心房細動や貧血が「心不全」の原因になるケースもある
近年、日本でも増えている「心不全」は病名ではなく、心臓の働き=ポンプ機能が低下し、全身に十分な血液を送り出せなくなっている病態を指します。放っておくと徐々に悪化して命を縮めてしまうため、早い段階で進行を食い止めることが重要です。
前回は、心不全を起こす原因になっている「心臓弁膜症」や「心筋症」に対して手術を行い、心不全を改善させる治療についてお話ししました。ほかに心不全の原因になる心臓疾患として注視されているのが「心房細動」です。

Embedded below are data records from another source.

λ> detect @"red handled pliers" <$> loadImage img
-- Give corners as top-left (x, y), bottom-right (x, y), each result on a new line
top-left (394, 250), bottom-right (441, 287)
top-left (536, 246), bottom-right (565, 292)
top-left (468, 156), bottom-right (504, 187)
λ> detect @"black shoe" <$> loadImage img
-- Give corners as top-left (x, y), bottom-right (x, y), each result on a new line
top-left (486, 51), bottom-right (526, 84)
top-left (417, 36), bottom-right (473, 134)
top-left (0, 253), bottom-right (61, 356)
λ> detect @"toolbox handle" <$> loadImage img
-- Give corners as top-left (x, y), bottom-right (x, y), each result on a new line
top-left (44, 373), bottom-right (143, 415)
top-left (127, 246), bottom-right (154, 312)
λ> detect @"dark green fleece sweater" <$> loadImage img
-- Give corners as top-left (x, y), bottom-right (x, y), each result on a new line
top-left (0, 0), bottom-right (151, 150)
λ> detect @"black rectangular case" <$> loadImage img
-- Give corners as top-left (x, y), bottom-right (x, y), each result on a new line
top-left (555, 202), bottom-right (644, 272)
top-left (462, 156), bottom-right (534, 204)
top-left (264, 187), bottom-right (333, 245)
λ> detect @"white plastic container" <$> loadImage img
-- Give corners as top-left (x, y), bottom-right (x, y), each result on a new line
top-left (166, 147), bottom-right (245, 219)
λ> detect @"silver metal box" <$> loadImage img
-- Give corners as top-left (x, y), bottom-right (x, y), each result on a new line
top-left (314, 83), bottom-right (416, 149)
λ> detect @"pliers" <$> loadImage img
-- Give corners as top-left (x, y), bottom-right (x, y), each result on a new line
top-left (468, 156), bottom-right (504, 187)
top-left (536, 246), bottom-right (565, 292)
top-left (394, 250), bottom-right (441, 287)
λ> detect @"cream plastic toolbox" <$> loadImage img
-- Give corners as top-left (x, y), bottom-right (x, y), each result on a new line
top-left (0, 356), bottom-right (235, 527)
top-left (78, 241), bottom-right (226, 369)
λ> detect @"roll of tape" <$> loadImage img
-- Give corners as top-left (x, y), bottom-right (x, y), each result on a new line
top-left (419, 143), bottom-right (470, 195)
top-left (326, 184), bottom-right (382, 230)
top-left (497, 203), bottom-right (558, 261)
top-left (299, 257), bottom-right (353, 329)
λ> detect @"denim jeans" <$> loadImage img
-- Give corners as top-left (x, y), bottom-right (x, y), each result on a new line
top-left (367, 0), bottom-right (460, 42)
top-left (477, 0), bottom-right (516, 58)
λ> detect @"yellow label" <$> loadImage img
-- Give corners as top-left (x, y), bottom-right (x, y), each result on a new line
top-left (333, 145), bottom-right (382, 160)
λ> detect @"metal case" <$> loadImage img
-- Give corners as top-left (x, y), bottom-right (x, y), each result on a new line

心房細動は、心臓が細かく不規則に収縮を繰り返し、規則正しい心房の収縮ができなくなる不整脈のひとつです。それだけでは命に関わるような病気ではありませんが、心不全を合併して死亡の原因になるケースも多いことがわかっています。伏見AFレジストリーという心房細動のコホート研究では、心房細動患者における心血管死の死因は14.5%が心不全で、最も多かったことが報告されているのです。
心房細動が進むと心臓のポンプ機能が徐々に衰えていき、血液が心房から心室にスムーズに流れなくなるため血流が滞ってしまいます。すると、心房が拡大して弁にトラブルが生じ、血液の逆流が起こります。結果、全身に十分な血液を送り出せなくなって心不全を発症するのです。